RACHEL MARTIN, HOST:

In Chile, a special assembly has spent the past two years writing a new constitution, and it was supposed to replace the current one that dates back to the country's military dictatorship. But yesterday, voters soundly rejected the new constitution in a referendum and then celebrated in the streets of Santiago.

(SOUNDBITE OF CAR HORNS HONKING, CHEERING)

MARTIN: NPR's John Otis is just back from a reporting trip to Chile, and he joins us now. Good morning, John.

JOHN OTIS, BYLINE: Good morning. It's good to be here.

MARTIN: So people clearly excited. Tell us what this rejection means.

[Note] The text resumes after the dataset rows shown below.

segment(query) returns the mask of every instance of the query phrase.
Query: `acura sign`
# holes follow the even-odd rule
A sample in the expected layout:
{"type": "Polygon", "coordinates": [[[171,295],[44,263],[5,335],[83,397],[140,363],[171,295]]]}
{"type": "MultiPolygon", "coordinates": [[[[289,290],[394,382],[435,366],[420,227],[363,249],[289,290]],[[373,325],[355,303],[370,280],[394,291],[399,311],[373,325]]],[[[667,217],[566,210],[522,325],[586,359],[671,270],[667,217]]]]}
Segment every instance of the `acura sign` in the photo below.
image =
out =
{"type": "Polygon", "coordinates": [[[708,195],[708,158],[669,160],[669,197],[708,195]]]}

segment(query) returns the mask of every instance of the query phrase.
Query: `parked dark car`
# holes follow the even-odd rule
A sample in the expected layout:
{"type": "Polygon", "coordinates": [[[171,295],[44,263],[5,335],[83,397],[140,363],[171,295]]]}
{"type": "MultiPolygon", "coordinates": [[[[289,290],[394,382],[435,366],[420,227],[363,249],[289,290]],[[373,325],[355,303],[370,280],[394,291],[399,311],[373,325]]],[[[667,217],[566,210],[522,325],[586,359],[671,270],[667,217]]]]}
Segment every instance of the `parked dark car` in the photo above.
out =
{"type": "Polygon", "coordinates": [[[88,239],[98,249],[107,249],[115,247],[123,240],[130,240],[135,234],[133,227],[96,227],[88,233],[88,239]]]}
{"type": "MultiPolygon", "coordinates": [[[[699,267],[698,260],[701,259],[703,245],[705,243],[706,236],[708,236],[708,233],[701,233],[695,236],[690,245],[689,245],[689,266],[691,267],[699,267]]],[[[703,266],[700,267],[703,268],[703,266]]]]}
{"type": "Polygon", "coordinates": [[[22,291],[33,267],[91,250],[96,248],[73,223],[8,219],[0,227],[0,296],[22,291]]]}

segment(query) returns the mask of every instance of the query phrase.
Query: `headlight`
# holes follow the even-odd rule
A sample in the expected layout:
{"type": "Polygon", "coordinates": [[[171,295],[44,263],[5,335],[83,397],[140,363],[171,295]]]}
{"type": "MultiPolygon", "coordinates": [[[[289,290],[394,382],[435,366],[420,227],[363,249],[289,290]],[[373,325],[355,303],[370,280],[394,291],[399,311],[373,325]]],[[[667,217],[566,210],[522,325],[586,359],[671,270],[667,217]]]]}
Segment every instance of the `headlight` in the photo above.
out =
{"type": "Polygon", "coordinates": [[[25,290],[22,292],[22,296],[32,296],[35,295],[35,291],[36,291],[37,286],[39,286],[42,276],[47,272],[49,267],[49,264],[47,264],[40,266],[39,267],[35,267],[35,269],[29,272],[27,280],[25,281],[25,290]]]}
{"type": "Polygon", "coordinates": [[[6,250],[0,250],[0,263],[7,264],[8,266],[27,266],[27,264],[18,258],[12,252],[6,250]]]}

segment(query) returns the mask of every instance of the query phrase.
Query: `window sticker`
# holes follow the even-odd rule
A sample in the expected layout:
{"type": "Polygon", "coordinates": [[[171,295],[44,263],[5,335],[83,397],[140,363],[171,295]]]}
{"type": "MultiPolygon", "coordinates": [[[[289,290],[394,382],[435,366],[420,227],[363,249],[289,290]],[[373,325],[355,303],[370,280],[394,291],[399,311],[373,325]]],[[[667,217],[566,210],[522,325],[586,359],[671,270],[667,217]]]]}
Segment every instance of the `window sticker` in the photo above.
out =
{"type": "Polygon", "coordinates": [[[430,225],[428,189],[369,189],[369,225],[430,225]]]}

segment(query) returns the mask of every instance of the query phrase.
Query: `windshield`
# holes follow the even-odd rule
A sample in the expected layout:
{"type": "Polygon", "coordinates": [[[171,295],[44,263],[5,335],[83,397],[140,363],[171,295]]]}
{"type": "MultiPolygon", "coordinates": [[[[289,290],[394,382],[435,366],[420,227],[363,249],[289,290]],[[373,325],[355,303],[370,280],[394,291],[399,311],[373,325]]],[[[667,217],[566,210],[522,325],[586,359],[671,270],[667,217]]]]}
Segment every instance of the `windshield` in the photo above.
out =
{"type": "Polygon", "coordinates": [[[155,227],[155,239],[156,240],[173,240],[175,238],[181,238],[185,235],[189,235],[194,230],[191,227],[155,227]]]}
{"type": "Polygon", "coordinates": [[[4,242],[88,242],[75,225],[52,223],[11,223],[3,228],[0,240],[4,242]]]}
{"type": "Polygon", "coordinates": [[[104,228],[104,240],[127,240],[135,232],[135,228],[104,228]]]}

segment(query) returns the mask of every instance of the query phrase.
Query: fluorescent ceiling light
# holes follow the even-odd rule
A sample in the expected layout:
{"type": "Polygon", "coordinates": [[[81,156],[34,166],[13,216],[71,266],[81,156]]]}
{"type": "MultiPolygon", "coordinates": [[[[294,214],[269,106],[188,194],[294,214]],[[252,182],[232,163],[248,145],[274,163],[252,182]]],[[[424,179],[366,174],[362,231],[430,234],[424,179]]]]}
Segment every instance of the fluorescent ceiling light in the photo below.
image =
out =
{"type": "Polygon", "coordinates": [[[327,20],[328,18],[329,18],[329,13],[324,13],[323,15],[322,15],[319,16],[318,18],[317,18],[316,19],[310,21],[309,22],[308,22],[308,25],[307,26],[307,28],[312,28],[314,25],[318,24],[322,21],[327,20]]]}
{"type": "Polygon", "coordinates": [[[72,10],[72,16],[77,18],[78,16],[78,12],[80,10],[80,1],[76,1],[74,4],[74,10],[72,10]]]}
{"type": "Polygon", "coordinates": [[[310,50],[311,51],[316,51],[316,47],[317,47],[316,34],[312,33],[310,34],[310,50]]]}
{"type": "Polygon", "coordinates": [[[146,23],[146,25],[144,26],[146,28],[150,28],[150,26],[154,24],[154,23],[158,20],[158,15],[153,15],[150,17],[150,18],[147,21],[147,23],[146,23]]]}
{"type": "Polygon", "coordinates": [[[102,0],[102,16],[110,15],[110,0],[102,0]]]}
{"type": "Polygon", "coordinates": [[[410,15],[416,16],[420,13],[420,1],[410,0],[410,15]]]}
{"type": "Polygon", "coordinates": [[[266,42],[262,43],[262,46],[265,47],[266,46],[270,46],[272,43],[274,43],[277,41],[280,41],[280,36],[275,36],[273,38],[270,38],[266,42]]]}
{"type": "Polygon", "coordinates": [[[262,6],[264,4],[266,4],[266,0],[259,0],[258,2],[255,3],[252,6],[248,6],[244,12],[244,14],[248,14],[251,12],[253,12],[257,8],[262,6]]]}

OTIS: Well, the rejection means a huge blow for Chile's president, Gabriel Boric. He was a really big supporter of this new constitution. But nearly 62% of Chileans voted against it, compared to just 38% in favor. In fact, the outcome became so clear so quickly that the campaign for approval conceded defeat less than two hours after the polls closed.

MARTIN: Wow. I mean, they clearly didn't have the right political temperature on how this was going to go over with voters. Why was it so controversial, this new constitution?

OTIS: You know, some have called it the world's most progressive constitution. For example, it would have vastly expanded rights for Indigenous groups and created more protections for the environment. It would have made - it would have mandated universal health care, as well as the right to decent housing, education and pensions, and it calls for gender parity in government and legalized abortion. But Chile is actually quite a conservative place. Married couples couldn't even get divorced in Chile until 2004.

Some of this new constitution might have hurt the economy because, for example, stricter environmental rules might have put the brakes on the copper and lithium mining industries. It would have meant higher taxes to pay for a lot of these new government benefits included in the constitution. There was also a disinformation campaign that spread lies about it. And finally, you know, the best constitutions are usually short and to the point, but this one was really long. It had 388 articles, and it was - just ended up being too much for voters to digest.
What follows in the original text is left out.